Inspector General of the United States Department of Justice
- In office April 19, 1989 – June 25, 1990
- President: George H. W. Bush
- Preceded by: office established
- Succeeded by: Richard J. Hankinson

Personal details
- Born: Anthony Charles Moscato September 4, 1945 (age 80) New York City, New York, U.S.
- Education: Columbia University (BA) George Washington University (JD)

= Anthony C. Moscato =

Anthony Charles Moscato (born September 4, 1945) is an American government official who served as acting Inspector General of the United States Department of Justice from 1989 to 1990, and director of the Executive Office for United States Attorneys and the Executive Office for Immigration Review.

== Early life and education ==
Moscato was born in New York City on September 4, 1945. He received his B.A. in government from Columbia University in 1967 and his J.D. degree from the George Washington University Law School in 1970.

== Career ==
He began his career at the U.S. Department of Justice as a Trial Attorney in the Tax Division in 1976 and 1977 and then moved to the Justice Management Division of the Special Assistant to the Assistant Attorney General for Administration from 1977 to 1979.

From 1981 to 1984, he served as Director of the Property Management and Procurement Staff, the Evaluation Staff, and the Finance Staff.

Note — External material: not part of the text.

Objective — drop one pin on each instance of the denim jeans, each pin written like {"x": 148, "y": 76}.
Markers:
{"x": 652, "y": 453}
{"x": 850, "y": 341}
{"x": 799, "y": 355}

From 1984 to 1987, he served as Counselor to the Assistant Attorney General for Administration and was the Acting Procurement Executive. From 1987 to 1989, Moscato served as Deputy Assistant Attorney General for Administration and again from 1990 to 1992. He was named acting Inspector General of the Department of Justice in 1989 and in 1990.

In January 1993, Moscato was named Director of the Executive Office for United States Attorneys. In May 1994, he was named Director of the Executive Office for Immigration Review and served in that role until October 1998. He was appointed to the Board of Immigration Appeals by United States Attorney General Janet Reno on October 21, 1998. He assumed his role as member of the board in January 1999.